Sunday, January 20, 2008

"Obama faces off against both Clintons"

Politico:
ATLANTA – Illinois Sen. Barack Obama launched Sunday what his top aides described as a more aggressive bid to challenge “unbelievable falsehoods” pressed last week in Nevada by Sen. Hillary Rodham Clinton and former President Bill Clinton.
With Obama’s new strategy, the Democratic nomination fight took on a new contour: It’s Obama versus two Clintons, not just one. And the line of attack emerging from his second consecutive primary loss appears to be this: The Clintons are a couple whose words cannot always be trusted.

“You know the former president, who I think all of us have a lot of regard for, has taken his advocacy on behalf of his wife to a level that I think is pretty troubling,” Obama told ABC’s “Good Morning America” in an interview taped Sunday and set to air Monday. “He continues to make statements that are not supported by the facts — whether it's about my record of opposition to the war in Iraq or our approach to organizing in Las Vegas. This has become a habit, and one of the things that we're gonna have to do is to directly confront Bill Clinton when he's making statements that are not factually accurate.”

The Clinton campaign response to Obama? Get used to President Clinton, described by the campaign as a “huge asset” who “will continue talking to the American people to press the case for Sen. Clinton.”

“Of course Sen. Clinton and Sen. Obama are the candidates on the ballot and she is winning because she is giving voice to the Americans who will provide real solutions to the challenges they face in their daily lives,” said her campaign’s statement, which stood by the Clintons' comments in Nevada as "facts."

Obama began to challenge the Clintons late in the Nevada campaign — a delay that David Axelrod, Obama’s chief media strategist, described Sunday as a mistake.
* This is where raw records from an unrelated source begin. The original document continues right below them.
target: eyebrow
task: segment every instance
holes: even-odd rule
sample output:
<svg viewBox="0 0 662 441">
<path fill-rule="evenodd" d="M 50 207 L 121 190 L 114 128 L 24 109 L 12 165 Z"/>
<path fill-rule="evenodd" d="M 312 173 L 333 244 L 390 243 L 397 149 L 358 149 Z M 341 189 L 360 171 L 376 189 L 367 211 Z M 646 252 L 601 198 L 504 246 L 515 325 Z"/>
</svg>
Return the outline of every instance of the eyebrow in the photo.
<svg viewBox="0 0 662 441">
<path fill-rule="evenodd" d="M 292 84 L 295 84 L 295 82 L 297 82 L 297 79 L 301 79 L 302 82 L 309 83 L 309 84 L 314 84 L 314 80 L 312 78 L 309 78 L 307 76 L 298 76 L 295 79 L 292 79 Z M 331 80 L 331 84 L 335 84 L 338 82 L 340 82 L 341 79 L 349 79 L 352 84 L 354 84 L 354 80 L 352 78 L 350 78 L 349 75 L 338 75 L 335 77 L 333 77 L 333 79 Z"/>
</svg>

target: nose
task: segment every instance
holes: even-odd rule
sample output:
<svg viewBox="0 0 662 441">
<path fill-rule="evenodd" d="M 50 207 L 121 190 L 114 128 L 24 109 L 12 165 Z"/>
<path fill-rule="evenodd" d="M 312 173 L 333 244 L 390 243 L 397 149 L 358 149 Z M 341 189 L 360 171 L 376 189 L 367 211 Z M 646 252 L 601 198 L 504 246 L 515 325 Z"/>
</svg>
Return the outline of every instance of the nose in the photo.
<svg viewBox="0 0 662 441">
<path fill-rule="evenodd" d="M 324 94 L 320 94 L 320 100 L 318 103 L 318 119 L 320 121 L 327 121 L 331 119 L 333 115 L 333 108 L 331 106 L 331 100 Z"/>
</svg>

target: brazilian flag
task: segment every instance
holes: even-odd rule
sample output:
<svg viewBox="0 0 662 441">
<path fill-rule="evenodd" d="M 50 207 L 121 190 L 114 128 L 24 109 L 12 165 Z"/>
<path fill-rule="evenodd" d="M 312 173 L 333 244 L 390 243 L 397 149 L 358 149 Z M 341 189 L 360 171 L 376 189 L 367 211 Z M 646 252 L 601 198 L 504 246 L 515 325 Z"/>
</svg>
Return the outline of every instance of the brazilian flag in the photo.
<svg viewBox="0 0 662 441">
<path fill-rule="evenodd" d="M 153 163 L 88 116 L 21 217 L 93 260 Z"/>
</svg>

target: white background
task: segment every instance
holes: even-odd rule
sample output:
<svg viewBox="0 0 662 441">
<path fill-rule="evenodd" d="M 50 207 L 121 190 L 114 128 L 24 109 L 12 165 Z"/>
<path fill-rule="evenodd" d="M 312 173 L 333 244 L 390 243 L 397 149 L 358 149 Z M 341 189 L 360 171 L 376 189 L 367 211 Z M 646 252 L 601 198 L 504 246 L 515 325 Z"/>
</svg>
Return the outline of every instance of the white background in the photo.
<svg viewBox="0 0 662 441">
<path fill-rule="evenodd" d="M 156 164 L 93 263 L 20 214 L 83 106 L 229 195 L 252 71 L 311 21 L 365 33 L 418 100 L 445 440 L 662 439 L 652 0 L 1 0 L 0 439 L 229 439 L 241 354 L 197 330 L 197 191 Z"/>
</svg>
“I would concede that I think we were not fast enough in Nevada in terms of hitting back,” Axelrod said. “We need to be even more aggressive in calling out what are shameless falsehoods and distortions.”

Aides would not detail the more forceful approach, other than to say that Obama and surrogates would make the case directly.
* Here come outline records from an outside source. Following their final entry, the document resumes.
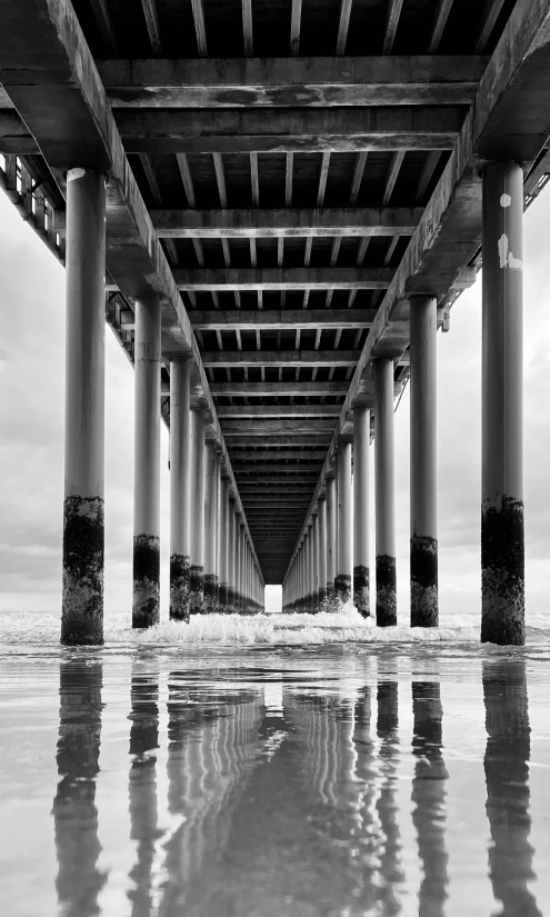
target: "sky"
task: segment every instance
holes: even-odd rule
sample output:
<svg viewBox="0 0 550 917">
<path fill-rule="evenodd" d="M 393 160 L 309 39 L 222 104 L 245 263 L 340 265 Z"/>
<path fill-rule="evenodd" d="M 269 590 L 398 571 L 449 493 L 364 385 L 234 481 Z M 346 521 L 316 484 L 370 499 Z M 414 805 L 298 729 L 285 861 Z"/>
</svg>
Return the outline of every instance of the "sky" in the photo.
<svg viewBox="0 0 550 917">
<path fill-rule="evenodd" d="M 524 220 L 526 586 L 550 620 L 550 193 Z M 131 609 L 133 369 L 109 328 L 106 615 Z M 481 278 L 438 335 L 440 620 L 480 615 Z M 0 193 L 0 610 L 59 611 L 63 506 L 64 270 Z M 372 451 L 372 450 L 371 450 Z M 168 435 L 162 426 L 162 615 L 168 615 Z M 373 457 L 371 457 L 373 472 Z M 373 478 L 372 478 L 373 480 Z M 373 490 L 371 489 L 371 494 Z M 409 600 L 409 388 L 396 412 L 400 619 Z M 373 502 L 371 565 L 374 561 Z M 280 589 L 270 589 L 276 610 Z"/>
</svg>

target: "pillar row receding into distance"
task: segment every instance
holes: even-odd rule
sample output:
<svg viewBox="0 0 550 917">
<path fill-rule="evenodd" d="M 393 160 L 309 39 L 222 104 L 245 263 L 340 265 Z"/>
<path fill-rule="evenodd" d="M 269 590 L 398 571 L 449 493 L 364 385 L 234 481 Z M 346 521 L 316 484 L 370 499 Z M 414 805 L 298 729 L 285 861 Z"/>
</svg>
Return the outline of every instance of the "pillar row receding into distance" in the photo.
<svg viewBox="0 0 550 917">
<path fill-rule="evenodd" d="M 132 626 L 160 617 L 160 300 L 136 300 Z"/>
<path fill-rule="evenodd" d="M 397 625 L 393 360 L 373 363 L 377 625 Z"/>
<path fill-rule="evenodd" d="M 483 172 L 481 640 L 522 645 L 523 170 Z"/>
<path fill-rule="evenodd" d="M 353 409 L 353 604 L 363 618 L 369 599 L 369 442 L 370 408 Z"/>
<path fill-rule="evenodd" d="M 338 560 L 334 578 L 337 598 L 343 605 L 351 598 L 353 581 L 351 488 L 351 442 L 338 446 Z"/>
<path fill-rule="evenodd" d="M 191 614 L 202 610 L 204 590 L 204 418 L 191 411 Z"/>
<path fill-rule="evenodd" d="M 67 173 L 61 642 L 103 642 L 106 180 Z"/>
<path fill-rule="evenodd" d="M 437 301 L 410 301 L 411 627 L 437 627 Z"/>
<path fill-rule="evenodd" d="M 191 409 L 189 360 L 170 362 L 170 619 L 189 621 Z"/>
</svg>

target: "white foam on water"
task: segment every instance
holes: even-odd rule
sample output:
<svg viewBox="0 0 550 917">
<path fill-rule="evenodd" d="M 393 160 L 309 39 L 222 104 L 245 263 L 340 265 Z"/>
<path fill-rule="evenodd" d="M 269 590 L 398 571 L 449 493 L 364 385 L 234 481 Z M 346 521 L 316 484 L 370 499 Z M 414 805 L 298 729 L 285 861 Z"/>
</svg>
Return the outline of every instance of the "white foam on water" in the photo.
<svg viewBox="0 0 550 917">
<path fill-rule="evenodd" d="M 544 624 L 544 627 L 541 625 Z M 529 626 L 528 642 L 550 639 L 548 622 Z M 0 645 L 59 645 L 60 621 L 53 614 L 9 612 L 0 616 Z M 104 640 L 109 645 L 318 645 L 318 644 L 479 644 L 479 622 L 468 616 L 447 616 L 437 628 L 377 627 L 363 619 L 352 602 L 338 612 L 319 615 L 197 615 L 189 625 L 161 621 L 147 630 L 133 630 L 130 614 L 106 615 Z"/>
</svg>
Obama, who portrays his candidacy as the embodiment of a less divisive style of politics, runs the risk of losing credibility as he descends into more direct combat with the Clintons.
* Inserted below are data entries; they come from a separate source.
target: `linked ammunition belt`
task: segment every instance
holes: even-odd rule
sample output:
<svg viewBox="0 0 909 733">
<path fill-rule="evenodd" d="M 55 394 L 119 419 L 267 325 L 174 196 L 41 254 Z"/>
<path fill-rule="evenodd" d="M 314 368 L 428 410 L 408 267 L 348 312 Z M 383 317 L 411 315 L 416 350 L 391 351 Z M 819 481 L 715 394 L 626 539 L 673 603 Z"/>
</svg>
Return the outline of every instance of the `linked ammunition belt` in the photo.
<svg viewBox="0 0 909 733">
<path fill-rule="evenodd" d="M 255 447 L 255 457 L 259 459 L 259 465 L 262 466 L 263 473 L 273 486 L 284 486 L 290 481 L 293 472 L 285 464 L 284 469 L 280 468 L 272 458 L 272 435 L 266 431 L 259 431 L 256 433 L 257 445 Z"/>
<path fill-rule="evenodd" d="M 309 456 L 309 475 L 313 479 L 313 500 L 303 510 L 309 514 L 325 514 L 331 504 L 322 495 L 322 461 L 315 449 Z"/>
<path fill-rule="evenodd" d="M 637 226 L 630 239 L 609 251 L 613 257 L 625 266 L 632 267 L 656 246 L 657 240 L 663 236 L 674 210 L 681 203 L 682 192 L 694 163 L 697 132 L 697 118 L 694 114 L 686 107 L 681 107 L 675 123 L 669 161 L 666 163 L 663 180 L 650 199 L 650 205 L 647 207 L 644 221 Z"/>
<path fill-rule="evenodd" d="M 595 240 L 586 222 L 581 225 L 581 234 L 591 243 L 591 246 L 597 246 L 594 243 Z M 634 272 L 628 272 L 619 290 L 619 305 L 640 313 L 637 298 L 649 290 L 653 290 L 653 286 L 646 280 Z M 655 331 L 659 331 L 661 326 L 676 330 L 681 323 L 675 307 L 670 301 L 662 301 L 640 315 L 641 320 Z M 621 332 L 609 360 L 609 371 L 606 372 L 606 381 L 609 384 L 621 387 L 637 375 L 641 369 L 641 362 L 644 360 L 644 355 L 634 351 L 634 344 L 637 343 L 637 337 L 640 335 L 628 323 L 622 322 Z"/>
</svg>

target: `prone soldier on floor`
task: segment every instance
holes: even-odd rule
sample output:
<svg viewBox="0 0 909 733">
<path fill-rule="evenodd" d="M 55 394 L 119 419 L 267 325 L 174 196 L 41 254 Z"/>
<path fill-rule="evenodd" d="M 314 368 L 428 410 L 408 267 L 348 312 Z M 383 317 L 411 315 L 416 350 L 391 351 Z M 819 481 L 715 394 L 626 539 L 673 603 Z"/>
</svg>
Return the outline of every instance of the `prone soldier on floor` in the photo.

“People have heard a lot of things that just aren’t true from the mouth of the First Lady, from the mouth of the former president, from the mouth of the campaign," said Robert Gibbs, Obama’s communications director. "There is no question we will make sure that doesn’t happen.”

But Gibbs added: “We made the decision that we weren’t going to get stuck in the mud.”

Obama foreshadowed the strategy Sunday morning from the pulpit of Atlanta’s Ebenezer Baptist Church, where the late Martin Luther King Jr. once served as a pastor.

The Democratic primary unfolds to the north next Saturday, in South Carolina. But the Ebenezer Baptist Church service, with a sermon celebrating King, gave Obama a platform to address the black voters moving to the forefront of the presidential campaign.

Obama struck a chord of unity – political and racial harmony, but also compassion for gays, immigrants and people of different faiths. He praised King’s legacy and portrayed his candidacy as a vehicle to fulfill the work that King started. He offered uplifting rhetoric, but also tough love, acknowledging that “none of our hands are clean” when it comes to healing divisions.

“We can no longer afford to traffic in lies or fear or hate,” Obama told 2,000 worshippers at one of the nation’s most prominent black congregations. “It is the poison that we must purge from our politics, the wall that we must tear down before the hour grows too late.”

Obama also made a sly reference to efforts by Clinton campaign surrogates to raise his youthful drug use as an issue.

“I got in trouble when I was a teenager, did some things, folks now like to talk about it,” Obama said. “I needed some hope to get here.”

He remained on the offensive at a rally Sunday night in Columbia, S.C., running through cases in which he believes his record has been distorted. (At one event in Reno, Nev., last week, Obama spent half his speech trying to correct the record.)

This time, he delved deeply into his praise last week of Ronald Reagan.

“What I said was Ronald Reagan, back in the 1980s, was able to tap into the discontent of the American people,” Obama said. “There were Reagan Democrats. So what I said is we need to tap into the discontent of Republicans. I want some Obama Republicans. I want ‘Obamacans.’”

“So when I see Sen. Clinton, President Clinton distort my own words, saying Republicans are the only ones who had good ideas since the 1980s — that is not a way to move the debate forward,” Obama said.
Howie P.S.: Elvis is a politician who goes for his opponents strong point, like Rove did with John Kerry's war record. Booman Tribune says "Obama is Undefeated" and "Reporting the truth about the delegate race would change the national narrative, and not in Clinton's favor."